A hallmark of ‘made in’ labels is the connection with place. In a world where globalised supply chains have become hegemonic, and the hands behind those labels diasporic, any given consciousness of place becomes dynamic. Such dynamism may contradict the indexing of place, which conjures up particular associations, some of which are quite fixed—in essence, the opposite of dynamic.
The connection that is evoked between the Made in Italy label and the Renaissance relies on a myth of continuity. Postwar workers in the Made in Italy sectors largely migrated from rural regions and were hardly Renaissance princes. Nevertheless, the myth endures. It is a myth steeped in a particular place, commonly represented by landscapes with rolling hills covered in vineyards, olive groves, cypress trees, and even Medici palaces.
In the contemporary era, a complex set of international agreements shapes the contours of place-based labelling in Europe. A system of geographic indicators, such as protected designations of origin, signals quality products such as olive oil, salamis, and wine. Slow-food designations also exist for specialty products promoted in the interest of biodiversity. Such labelling apparatuses form an uneasy backdrop against which diasporic Chinese workers and entrepreneurs experience their lives. How are such residents’ contributions to particular places considered?
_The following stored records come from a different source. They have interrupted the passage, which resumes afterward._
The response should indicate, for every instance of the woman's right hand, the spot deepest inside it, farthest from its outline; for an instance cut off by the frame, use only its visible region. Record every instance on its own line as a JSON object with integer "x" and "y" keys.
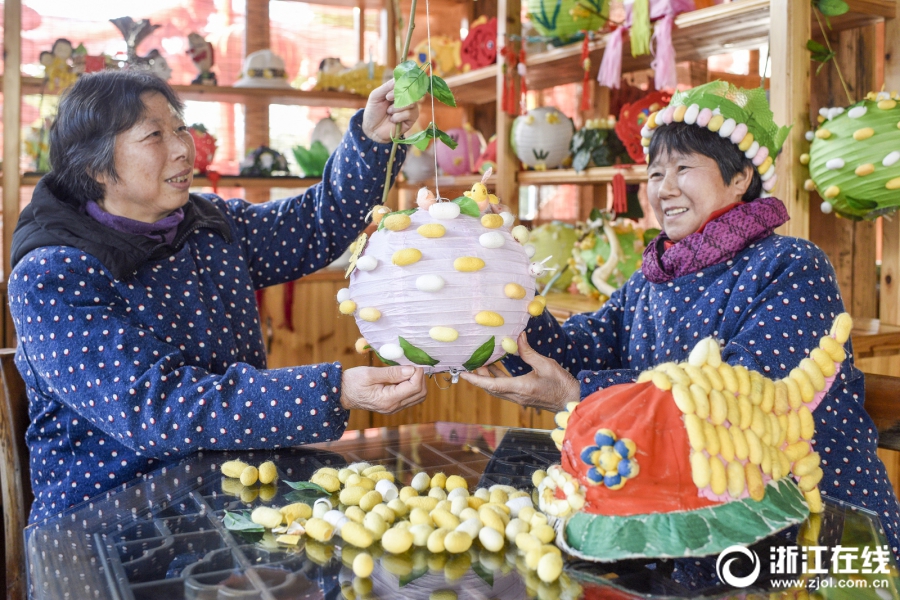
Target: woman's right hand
{"x": 382, "y": 389}
{"x": 548, "y": 386}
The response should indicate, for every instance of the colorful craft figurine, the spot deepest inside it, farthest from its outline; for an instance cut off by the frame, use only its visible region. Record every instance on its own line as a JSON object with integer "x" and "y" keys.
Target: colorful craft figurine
{"x": 201, "y": 54}
{"x": 264, "y": 162}
{"x": 854, "y": 159}
{"x": 479, "y": 49}
{"x": 134, "y": 33}
{"x": 639, "y": 14}
{"x": 743, "y": 116}
{"x": 692, "y": 458}
{"x": 447, "y": 285}
{"x": 541, "y": 138}
{"x": 564, "y": 20}
{"x": 460, "y": 160}
{"x": 204, "y": 146}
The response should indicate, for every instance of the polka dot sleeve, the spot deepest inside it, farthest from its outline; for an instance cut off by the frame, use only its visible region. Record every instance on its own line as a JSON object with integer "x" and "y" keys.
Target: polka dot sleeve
{"x": 285, "y": 239}
{"x": 85, "y": 348}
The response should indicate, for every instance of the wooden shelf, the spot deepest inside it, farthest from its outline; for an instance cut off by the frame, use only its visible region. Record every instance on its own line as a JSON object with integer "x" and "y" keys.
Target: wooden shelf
{"x": 594, "y": 175}
{"x": 212, "y": 93}
{"x": 699, "y": 34}
{"x": 447, "y": 181}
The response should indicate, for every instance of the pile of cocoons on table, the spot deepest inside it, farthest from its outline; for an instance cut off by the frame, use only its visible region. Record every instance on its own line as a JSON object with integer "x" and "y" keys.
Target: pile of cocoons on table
{"x": 372, "y": 516}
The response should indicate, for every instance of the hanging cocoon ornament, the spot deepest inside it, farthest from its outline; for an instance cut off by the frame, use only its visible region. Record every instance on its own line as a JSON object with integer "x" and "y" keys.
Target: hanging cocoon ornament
{"x": 854, "y": 160}
{"x": 444, "y": 286}
{"x": 541, "y": 137}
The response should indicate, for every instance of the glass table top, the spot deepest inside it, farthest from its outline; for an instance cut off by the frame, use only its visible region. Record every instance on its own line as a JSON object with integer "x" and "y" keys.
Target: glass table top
{"x": 162, "y": 536}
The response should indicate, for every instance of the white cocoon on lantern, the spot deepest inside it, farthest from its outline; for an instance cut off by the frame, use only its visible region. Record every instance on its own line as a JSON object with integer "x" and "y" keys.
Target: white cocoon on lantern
{"x": 412, "y": 301}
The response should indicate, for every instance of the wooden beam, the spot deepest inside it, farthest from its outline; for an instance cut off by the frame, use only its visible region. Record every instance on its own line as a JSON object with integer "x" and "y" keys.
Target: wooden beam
{"x": 889, "y": 310}
{"x": 12, "y": 109}
{"x": 508, "y": 23}
{"x": 790, "y": 26}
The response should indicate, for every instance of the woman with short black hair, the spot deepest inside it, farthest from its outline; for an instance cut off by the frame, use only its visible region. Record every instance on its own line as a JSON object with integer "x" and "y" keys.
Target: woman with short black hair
{"x": 138, "y": 332}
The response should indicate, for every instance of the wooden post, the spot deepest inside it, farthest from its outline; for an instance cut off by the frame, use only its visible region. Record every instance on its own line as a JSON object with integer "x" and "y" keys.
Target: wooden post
{"x": 508, "y": 23}
{"x": 256, "y": 110}
{"x": 890, "y": 252}
{"x": 791, "y": 21}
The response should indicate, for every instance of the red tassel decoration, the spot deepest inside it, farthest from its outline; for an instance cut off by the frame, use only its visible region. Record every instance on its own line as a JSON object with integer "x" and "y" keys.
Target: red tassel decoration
{"x": 620, "y": 197}
{"x": 586, "y": 65}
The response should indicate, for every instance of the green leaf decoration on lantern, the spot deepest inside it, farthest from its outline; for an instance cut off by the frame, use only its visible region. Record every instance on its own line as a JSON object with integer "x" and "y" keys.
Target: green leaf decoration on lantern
{"x": 408, "y": 211}
{"x": 389, "y": 363}
{"x": 411, "y": 83}
{"x": 832, "y": 8}
{"x": 420, "y": 357}
{"x": 441, "y": 91}
{"x": 240, "y": 521}
{"x": 480, "y": 356}
{"x": 420, "y": 140}
{"x": 467, "y": 206}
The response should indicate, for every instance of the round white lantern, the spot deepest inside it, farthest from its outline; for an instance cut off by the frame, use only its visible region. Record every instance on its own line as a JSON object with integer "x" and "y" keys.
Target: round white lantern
{"x": 443, "y": 296}
{"x": 541, "y": 137}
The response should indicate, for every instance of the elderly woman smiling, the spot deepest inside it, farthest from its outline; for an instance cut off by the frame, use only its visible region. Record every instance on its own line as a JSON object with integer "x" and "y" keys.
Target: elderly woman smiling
{"x": 133, "y": 300}
{"x": 717, "y": 269}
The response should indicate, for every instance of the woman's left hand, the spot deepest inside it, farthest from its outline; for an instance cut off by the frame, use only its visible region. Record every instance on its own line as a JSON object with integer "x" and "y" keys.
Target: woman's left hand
{"x": 381, "y": 116}
{"x": 548, "y": 386}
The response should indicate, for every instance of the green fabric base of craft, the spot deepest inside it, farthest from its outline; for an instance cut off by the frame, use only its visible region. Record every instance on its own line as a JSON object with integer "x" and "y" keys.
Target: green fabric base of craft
{"x": 699, "y": 532}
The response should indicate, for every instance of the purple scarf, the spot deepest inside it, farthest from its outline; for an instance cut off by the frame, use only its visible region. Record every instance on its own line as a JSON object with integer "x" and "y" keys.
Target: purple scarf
{"x": 161, "y": 231}
{"x": 720, "y": 240}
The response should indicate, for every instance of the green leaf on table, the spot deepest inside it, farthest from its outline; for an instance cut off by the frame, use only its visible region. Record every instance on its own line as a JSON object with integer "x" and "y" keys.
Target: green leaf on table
{"x": 441, "y": 91}
{"x": 420, "y": 357}
{"x": 421, "y": 139}
{"x": 467, "y": 206}
{"x": 832, "y": 8}
{"x": 480, "y": 356}
{"x": 410, "y": 83}
{"x": 408, "y": 211}
{"x": 308, "y": 485}
{"x": 240, "y": 521}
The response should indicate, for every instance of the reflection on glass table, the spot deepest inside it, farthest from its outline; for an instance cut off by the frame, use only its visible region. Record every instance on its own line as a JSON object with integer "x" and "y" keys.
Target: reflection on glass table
{"x": 162, "y": 536}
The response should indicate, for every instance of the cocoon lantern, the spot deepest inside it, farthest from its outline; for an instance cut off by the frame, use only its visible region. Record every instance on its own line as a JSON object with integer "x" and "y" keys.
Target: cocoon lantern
{"x": 434, "y": 309}
{"x": 462, "y": 159}
{"x": 541, "y": 137}
{"x": 853, "y": 166}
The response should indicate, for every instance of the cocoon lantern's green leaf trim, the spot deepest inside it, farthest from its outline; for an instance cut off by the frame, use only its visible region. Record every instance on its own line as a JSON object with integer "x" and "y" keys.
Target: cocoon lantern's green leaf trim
{"x": 420, "y": 140}
{"x": 240, "y": 521}
{"x": 411, "y": 83}
{"x": 408, "y": 211}
{"x": 306, "y": 485}
{"x": 420, "y": 357}
{"x": 467, "y": 206}
{"x": 480, "y": 356}
{"x": 389, "y": 363}
{"x": 441, "y": 91}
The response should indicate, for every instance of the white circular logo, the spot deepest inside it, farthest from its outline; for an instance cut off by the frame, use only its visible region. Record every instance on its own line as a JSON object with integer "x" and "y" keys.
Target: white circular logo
{"x": 723, "y": 566}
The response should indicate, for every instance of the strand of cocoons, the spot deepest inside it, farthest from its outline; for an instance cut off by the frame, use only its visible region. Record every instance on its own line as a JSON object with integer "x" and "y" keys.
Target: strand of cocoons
{"x": 435, "y": 518}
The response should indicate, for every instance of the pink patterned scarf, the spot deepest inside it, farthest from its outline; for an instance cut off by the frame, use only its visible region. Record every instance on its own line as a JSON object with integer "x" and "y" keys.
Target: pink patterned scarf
{"x": 720, "y": 240}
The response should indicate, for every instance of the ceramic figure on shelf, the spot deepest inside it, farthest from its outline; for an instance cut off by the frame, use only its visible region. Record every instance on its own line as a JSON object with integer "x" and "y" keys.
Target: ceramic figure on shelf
{"x": 58, "y": 66}
{"x": 134, "y": 33}
{"x": 201, "y": 53}
{"x": 264, "y": 162}
{"x": 541, "y": 138}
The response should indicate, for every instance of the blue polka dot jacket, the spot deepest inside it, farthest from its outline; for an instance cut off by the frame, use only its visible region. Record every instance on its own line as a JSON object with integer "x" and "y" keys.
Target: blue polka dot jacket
{"x": 126, "y": 373}
{"x": 770, "y": 304}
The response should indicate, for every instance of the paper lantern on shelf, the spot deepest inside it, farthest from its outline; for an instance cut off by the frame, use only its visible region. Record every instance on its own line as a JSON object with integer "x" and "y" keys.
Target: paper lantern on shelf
{"x": 461, "y": 160}
{"x": 564, "y": 20}
{"x": 541, "y": 137}
{"x": 854, "y": 160}
{"x": 479, "y": 49}
{"x": 632, "y": 118}
{"x": 445, "y": 287}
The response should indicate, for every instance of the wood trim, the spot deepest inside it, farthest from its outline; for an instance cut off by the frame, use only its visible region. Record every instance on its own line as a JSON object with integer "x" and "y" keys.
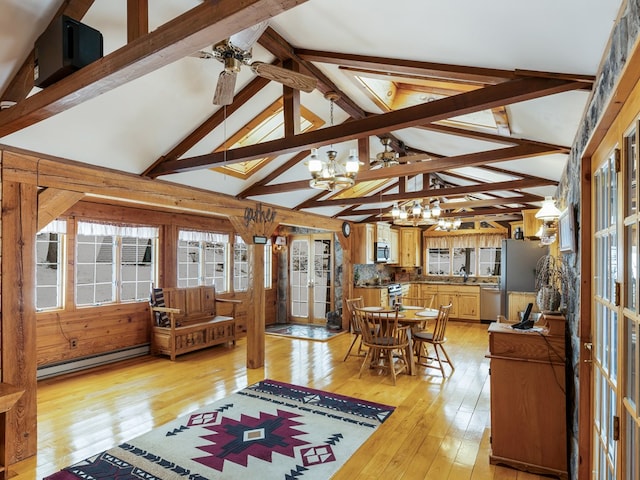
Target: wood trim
{"x": 585, "y": 370}
{"x": 52, "y": 202}
{"x": 109, "y": 184}
{"x": 505, "y": 93}
{"x": 208, "y": 23}
{"x": 19, "y": 210}
{"x": 137, "y": 19}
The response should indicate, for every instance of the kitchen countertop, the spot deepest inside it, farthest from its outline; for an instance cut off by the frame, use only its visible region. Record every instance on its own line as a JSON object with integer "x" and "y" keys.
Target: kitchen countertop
{"x": 431, "y": 282}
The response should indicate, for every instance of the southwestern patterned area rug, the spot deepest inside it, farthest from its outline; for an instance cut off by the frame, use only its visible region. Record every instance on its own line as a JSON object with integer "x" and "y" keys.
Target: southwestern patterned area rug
{"x": 269, "y": 430}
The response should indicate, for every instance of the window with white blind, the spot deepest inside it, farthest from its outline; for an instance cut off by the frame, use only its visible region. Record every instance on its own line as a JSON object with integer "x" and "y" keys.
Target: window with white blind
{"x": 114, "y": 263}
{"x": 203, "y": 259}
{"x": 50, "y": 242}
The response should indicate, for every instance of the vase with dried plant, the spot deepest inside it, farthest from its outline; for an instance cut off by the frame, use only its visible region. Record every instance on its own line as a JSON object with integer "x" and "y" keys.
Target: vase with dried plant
{"x": 549, "y": 283}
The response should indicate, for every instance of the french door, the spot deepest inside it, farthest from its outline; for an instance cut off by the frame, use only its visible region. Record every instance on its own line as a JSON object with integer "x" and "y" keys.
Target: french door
{"x": 310, "y": 278}
{"x": 605, "y": 325}
{"x": 616, "y": 315}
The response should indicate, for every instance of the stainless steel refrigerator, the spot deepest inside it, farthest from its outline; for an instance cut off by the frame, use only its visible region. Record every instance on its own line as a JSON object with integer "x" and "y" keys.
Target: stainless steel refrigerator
{"x": 518, "y": 260}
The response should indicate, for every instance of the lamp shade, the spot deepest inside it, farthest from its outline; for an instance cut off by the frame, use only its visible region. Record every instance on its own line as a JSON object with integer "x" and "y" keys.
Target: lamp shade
{"x": 549, "y": 211}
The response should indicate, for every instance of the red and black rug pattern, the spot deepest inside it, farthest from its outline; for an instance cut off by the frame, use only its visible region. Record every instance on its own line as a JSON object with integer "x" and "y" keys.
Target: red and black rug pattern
{"x": 268, "y": 430}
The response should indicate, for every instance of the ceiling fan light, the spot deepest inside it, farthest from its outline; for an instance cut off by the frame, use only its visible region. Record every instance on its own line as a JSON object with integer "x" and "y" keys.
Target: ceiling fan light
{"x": 315, "y": 164}
{"x": 549, "y": 212}
{"x": 435, "y": 210}
{"x": 417, "y": 208}
{"x": 395, "y": 211}
{"x": 352, "y": 164}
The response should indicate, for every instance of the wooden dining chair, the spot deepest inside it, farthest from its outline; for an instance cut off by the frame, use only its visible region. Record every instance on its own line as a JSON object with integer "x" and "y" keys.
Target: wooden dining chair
{"x": 352, "y": 304}
{"x": 437, "y": 339}
{"x": 426, "y": 301}
{"x": 386, "y": 341}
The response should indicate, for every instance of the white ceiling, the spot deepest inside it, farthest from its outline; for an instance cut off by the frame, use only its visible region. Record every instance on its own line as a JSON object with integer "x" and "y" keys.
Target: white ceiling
{"x": 132, "y": 126}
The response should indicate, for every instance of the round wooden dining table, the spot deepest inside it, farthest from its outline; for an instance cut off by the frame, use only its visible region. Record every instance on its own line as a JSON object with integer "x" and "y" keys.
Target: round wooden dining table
{"x": 414, "y": 316}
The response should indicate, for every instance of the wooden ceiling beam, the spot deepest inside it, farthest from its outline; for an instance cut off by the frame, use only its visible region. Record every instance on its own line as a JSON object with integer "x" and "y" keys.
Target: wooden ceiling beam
{"x": 481, "y": 76}
{"x": 436, "y": 192}
{"x": 432, "y": 166}
{"x": 216, "y": 119}
{"x": 137, "y": 19}
{"x": 491, "y": 137}
{"x": 22, "y": 82}
{"x": 442, "y": 71}
{"x": 278, "y": 46}
{"x": 254, "y": 189}
{"x": 504, "y": 93}
{"x": 201, "y": 26}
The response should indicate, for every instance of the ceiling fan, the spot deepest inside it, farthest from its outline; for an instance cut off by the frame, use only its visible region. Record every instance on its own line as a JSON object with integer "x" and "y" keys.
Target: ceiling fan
{"x": 389, "y": 158}
{"x": 236, "y": 51}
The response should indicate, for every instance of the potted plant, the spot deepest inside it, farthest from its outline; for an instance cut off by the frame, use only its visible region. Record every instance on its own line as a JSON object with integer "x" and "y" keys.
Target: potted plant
{"x": 549, "y": 281}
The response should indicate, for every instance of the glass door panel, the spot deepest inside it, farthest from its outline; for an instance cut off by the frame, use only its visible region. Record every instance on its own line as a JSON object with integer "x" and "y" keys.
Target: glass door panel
{"x": 311, "y": 278}
{"x": 605, "y": 322}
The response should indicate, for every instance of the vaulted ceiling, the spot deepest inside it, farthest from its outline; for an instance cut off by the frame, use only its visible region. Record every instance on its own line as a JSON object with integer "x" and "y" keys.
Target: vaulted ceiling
{"x": 480, "y": 101}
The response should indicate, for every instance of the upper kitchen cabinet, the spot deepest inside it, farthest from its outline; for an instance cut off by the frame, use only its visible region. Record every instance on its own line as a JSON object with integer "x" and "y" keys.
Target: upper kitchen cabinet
{"x": 530, "y": 224}
{"x": 394, "y": 245}
{"x": 410, "y": 247}
{"x": 383, "y": 232}
{"x": 362, "y": 243}
{"x": 364, "y": 238}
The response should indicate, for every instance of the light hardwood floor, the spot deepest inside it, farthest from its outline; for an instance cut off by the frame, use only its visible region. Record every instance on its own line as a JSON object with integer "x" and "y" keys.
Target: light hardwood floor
{"x": 439, "y": 430}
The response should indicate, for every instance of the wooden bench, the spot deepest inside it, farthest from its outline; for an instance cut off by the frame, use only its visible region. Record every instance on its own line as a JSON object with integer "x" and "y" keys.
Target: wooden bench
{"x": 189, "y": 320}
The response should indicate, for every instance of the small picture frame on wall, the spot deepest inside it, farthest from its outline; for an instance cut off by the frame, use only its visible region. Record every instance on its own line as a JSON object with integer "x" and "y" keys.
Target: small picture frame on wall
{"x": 566, "y": 231}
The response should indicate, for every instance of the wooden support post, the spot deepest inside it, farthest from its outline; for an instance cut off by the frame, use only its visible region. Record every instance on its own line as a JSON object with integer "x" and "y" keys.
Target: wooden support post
{"x": 19, "y": 216}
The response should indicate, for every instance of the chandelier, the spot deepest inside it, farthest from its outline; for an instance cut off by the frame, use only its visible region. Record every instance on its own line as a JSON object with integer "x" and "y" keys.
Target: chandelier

I want to conclude with several points. First, place-based labels exist paradoxically in an intensely globalised world. Second, place-based labelling practices contain particular histories and generate assumptions about specific territories—whether a nation-state (for example, Italy or China), a region or province (for example, Tuscany or Zhejiang), or a city (for example, Florence or Wenzhou). And third, place-based labels are meaningful because of their connections with specific features—the soil, the air, the climate—and particular histories, legacies of cultural patrimony, and personal or collective knowhow.
As populations change, myths of continuity become harder to sustain. I am left wondering: what new forms of dynamic place-based consciousness are already emerging to include all players in a local society that is intricately and intimately connected to a globalised world?